Announcing the fifth annual Honey & Wax Book Collecting Prize.
Literary Hub is pleased to announce that submissions are now open for the fifth annual Honey & Wax Book Collecting Prize, which awards $1,000 to an outstanding book collection conceived and built by a young woman, aged 30 or younger, who lives anywhere in the United States.
According to the guidelines, “the winning collection must have been started by the contestant, and all items in the collection must be owned by her. A collection may include books, manuscripts, and ephemera; it may be organized by theme, author, illustrator, publisher, printing technique, binding style, or another clearly articulated principle. The winning collection will be more than a reading list of favorite texts: it will be a coherent group of printed or manuscript items, creatively put together. Collections will not be judged on their size or their market value, but on their originality and their success in illuminating their chosen subjects.”

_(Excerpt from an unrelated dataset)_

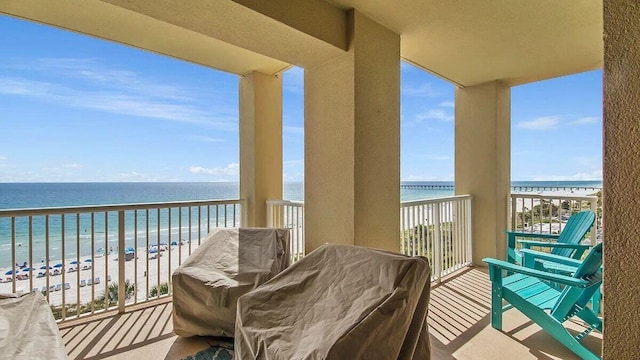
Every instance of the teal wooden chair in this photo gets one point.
(533, 293)
(566, 244)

The prize, founded in 2017 by Heather O’Donnell of Honey & Wax Booksellers and Rebecca Romney of Type Punch Matrix, seeks to celebrate a type of book collector who has often gone unnoticed. They write: “We observed that the women who regularly bought books from us were less likely to call themselves “collectors” than the men, even when those women had spent years passionately collecting books. And a quick online image search for “book collector” brought up page after page of older men. By creating a platform that celebrates and shares innovative collections created by young women, and providing a financial incentive to those collectors as they work, we aim to encourage a new generation of women collectors.”
Last year’s winner, graduate student Miriam Borden, was recognized for her collection Building a Nation of Little Readers: Twentieth-Century Yiddish Primers and Workbooks for Children. She said: “Book history as a field is very male-dominated, it’s very white, it’s very old-school in many ways, and it was really exciting for me to see a competition that was interested in highlighting the work of younger women who were doing this.”

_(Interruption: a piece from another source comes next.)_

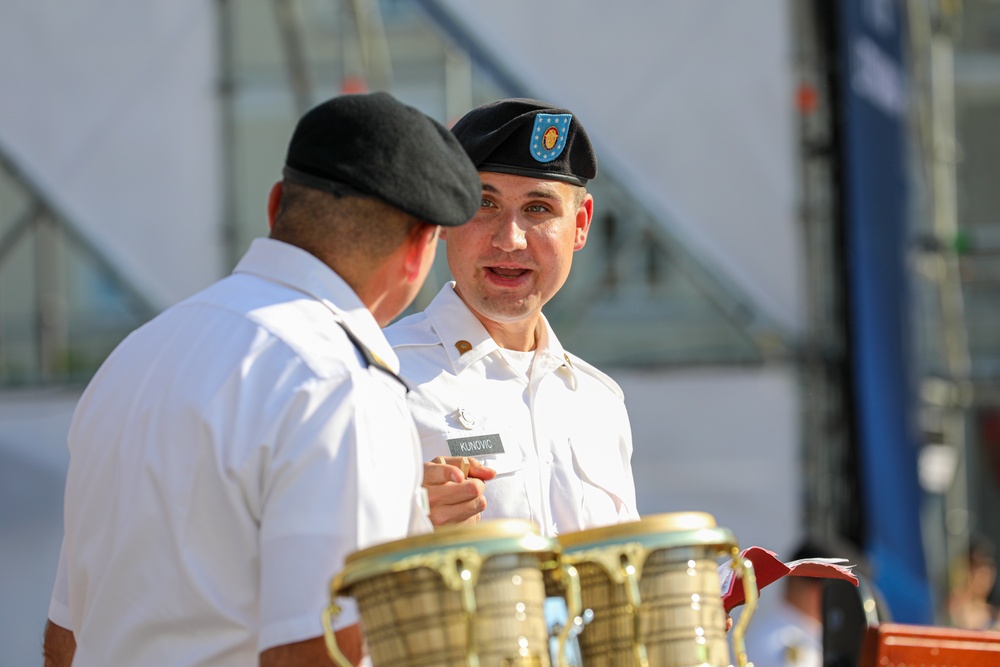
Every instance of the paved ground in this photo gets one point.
(33, 460)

One more note of encouragement from the founders: “If you’re an aspiring collector, we encourage you to pay attention to the books that fascinate you, even if you’re not yet sure why,” they write. “What do you see that others don’t? If you have a theory about the stories your collection might tell, and the curiosity to find out if you’re right, you’re a real collector in the making. Collections will not be judged on their size or their market value, but on their originality and their success in illuminating their chosen subjects.”
The deadline for submissions is June 1, 2021. See full requirements and apply here, and look out for the announcement of this year’s winner in September. The prize is sponsored this year by Biblio, The Caxton Club, Swann Galleries, and Ellen A. Michelson.